EU urges Greece to accelerate reforms in taxation, energy and infrastructure

The European Commission has issued fresh recommendations to Greece, urging the country to accelerate reforms in taxation, energy, and infrastructure as part of the EU’s annual economic governance cycle. The proposals, approved by the Ecofin Council on Friday, call for broader tax bases, reduced fossil fuel subsidies, and faster implementation of structural changes to improve competitiveness and social equity.
In its 2026 country-specific recommendations, the Commission highlights Greece’s progress in macroeconomic stability but warns that lingering distortions—such as widespread tax evasion in sectors like unregistered trade and services—continue to undermine growth. Among the most contentious measures is a demand to reassess 1,236 tax exemptions that were in place in 2025, though Greek officials have insisted these are necessary and will not be abolished. “They are all essential and necessary,” a finance ministry source told *Newmoney.gr* .
The recommendations also target Greece’s energy sector, pushing for higher taxes on fossil fuels and private insurance premiums for natural disasters to incentivize the shift toward electric vehicles. The Commission argues that these adjustments would align with broader EU climate goals while addressing Greece’s vulnerability to extreme weather events. “The package touches everything from taxation to railway infrastructure and from electromobility to water management,” the report states .
The timing of the recommendations is politically sensitive, coming as Greece faces parliamentary elections in late 2026. While the Commission’s suggestions are non-binding, they set the stage for future policy debates and could influence the next government’s agenda. Analysts note that Greece’s progress in exiting its macroeconomic adjustment program has been uneven, with structural reforms lagging behind fiscal consolidation.
The recommendations follow a pattern seen across the EU, where the Commission is increasingly using its annual economic governance cycle to push for deeper structural changes.
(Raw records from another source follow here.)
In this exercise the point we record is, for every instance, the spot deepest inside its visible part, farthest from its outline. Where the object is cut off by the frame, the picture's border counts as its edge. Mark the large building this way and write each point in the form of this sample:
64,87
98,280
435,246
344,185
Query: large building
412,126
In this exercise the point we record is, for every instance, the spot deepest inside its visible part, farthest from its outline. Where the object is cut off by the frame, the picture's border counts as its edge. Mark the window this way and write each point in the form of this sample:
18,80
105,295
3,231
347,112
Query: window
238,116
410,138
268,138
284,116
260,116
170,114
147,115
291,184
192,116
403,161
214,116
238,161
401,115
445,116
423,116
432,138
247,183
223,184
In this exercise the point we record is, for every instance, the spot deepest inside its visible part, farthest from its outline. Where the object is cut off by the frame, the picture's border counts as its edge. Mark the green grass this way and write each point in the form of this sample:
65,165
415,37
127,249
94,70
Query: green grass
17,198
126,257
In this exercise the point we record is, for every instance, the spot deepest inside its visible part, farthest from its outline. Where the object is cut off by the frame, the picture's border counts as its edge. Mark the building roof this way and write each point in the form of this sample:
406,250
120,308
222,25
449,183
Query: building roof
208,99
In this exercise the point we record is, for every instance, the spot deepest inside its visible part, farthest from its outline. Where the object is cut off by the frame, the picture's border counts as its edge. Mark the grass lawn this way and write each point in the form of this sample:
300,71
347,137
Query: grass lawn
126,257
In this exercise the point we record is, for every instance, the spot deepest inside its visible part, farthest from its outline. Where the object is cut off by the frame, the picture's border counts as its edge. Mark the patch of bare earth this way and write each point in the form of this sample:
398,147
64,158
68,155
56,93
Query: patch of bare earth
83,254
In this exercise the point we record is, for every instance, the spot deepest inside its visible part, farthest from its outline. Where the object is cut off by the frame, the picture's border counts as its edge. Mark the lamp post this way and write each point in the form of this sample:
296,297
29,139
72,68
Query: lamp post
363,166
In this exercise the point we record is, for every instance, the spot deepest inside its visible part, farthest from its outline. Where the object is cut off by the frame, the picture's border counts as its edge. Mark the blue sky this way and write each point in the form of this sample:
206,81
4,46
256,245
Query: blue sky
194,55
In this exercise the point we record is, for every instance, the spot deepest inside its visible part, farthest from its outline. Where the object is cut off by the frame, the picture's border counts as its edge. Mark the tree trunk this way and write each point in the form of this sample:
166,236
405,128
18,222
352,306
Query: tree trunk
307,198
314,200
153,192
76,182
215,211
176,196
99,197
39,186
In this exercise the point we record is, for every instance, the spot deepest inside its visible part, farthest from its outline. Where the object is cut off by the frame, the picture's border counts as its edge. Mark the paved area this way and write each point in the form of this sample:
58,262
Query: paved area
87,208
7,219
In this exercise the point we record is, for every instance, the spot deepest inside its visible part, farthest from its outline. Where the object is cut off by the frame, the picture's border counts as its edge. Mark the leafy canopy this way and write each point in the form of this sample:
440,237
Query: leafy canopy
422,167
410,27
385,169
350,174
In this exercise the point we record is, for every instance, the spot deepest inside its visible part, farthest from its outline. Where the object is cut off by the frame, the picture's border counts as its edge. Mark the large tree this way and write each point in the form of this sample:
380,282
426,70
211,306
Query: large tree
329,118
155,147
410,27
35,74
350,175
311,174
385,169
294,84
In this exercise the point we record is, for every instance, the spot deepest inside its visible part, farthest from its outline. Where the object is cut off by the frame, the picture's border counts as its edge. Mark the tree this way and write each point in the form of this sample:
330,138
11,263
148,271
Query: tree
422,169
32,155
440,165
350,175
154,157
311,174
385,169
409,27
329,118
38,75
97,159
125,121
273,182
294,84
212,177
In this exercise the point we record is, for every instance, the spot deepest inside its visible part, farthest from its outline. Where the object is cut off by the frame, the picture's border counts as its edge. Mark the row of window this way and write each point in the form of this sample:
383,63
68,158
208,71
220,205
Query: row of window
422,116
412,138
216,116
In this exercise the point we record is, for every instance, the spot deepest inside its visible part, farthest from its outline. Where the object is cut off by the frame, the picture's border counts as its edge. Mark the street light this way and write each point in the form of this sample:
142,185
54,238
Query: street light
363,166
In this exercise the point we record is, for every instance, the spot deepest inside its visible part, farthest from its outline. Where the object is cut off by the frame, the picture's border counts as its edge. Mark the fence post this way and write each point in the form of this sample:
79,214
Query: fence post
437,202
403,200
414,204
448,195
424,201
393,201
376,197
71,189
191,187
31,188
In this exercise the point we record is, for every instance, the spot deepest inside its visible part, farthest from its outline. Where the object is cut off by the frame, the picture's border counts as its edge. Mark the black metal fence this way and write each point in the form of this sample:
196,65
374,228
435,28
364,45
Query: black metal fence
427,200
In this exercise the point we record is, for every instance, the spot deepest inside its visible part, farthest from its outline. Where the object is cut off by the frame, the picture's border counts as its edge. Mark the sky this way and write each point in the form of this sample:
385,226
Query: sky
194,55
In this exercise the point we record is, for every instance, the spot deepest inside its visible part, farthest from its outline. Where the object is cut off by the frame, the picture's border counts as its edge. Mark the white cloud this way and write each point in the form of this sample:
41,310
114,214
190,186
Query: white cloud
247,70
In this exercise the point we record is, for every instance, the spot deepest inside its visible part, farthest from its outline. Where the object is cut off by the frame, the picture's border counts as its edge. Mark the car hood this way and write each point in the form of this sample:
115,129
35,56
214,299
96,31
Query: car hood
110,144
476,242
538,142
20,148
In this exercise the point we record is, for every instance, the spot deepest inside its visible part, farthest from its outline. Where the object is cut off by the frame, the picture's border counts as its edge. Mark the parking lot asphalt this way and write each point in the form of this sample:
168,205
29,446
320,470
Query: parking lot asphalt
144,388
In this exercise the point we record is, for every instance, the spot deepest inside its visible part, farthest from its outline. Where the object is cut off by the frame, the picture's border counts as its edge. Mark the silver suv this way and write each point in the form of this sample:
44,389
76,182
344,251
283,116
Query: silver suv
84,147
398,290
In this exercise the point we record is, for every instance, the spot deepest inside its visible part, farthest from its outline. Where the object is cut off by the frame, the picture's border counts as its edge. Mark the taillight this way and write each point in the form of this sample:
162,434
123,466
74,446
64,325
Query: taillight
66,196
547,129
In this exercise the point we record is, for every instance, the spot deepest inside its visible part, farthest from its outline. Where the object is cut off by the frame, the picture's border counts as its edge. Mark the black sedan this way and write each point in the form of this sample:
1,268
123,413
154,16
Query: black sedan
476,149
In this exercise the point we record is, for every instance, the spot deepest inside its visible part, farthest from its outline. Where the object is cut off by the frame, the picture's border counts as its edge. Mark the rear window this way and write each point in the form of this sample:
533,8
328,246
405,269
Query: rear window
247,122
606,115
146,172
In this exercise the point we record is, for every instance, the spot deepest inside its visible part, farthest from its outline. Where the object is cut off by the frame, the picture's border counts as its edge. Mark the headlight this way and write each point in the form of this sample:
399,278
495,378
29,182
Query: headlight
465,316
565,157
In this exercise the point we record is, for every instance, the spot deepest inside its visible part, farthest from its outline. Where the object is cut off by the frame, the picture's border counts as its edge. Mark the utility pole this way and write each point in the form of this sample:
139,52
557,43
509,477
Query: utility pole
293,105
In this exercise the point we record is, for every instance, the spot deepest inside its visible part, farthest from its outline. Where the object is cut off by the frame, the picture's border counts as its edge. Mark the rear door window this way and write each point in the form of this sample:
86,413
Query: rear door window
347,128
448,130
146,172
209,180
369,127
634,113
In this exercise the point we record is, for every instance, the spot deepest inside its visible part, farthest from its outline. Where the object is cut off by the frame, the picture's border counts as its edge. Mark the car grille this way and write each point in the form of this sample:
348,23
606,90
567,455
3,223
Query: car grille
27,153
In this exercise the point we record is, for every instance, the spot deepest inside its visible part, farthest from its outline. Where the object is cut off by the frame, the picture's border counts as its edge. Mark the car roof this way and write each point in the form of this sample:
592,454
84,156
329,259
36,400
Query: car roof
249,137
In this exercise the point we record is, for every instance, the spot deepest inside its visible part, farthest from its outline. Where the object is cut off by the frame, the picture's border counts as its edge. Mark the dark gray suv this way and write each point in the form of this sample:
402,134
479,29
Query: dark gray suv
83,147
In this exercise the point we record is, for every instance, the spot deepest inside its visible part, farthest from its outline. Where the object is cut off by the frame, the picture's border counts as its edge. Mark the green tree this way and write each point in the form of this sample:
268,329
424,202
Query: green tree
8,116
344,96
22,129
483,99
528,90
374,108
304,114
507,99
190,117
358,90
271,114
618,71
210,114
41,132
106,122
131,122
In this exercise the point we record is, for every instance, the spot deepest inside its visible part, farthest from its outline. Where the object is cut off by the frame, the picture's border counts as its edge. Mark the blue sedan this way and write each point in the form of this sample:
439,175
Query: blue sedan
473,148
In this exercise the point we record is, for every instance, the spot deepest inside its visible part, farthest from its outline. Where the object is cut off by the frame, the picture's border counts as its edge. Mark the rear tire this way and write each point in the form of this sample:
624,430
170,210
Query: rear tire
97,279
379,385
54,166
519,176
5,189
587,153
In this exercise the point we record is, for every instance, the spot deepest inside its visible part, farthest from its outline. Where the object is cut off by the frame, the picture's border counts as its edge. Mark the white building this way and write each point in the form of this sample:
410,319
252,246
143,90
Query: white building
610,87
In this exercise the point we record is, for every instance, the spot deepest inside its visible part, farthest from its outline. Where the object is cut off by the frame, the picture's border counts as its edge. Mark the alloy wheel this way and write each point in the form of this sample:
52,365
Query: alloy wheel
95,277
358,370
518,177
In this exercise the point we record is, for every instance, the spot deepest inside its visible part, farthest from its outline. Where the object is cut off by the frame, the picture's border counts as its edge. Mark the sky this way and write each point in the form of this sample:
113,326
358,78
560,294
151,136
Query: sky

For Greece, the focus on tax reform and energy transition reflects broader EU priorities, but the political feasibility of implementing these measures remains uncertain. “Behind the praise for economic progress, there are warning bells ringing for structural reforms that may yet emerge,” the Commission’s report cautions .
The Commission’s proposals will now be discussed with Greek authorities, with implementation expected to begin in the coming months. While the recommendations are advisory, failure to address the highlighted distortions could complicate Greece’s access to EU funds and its long-term economic stability.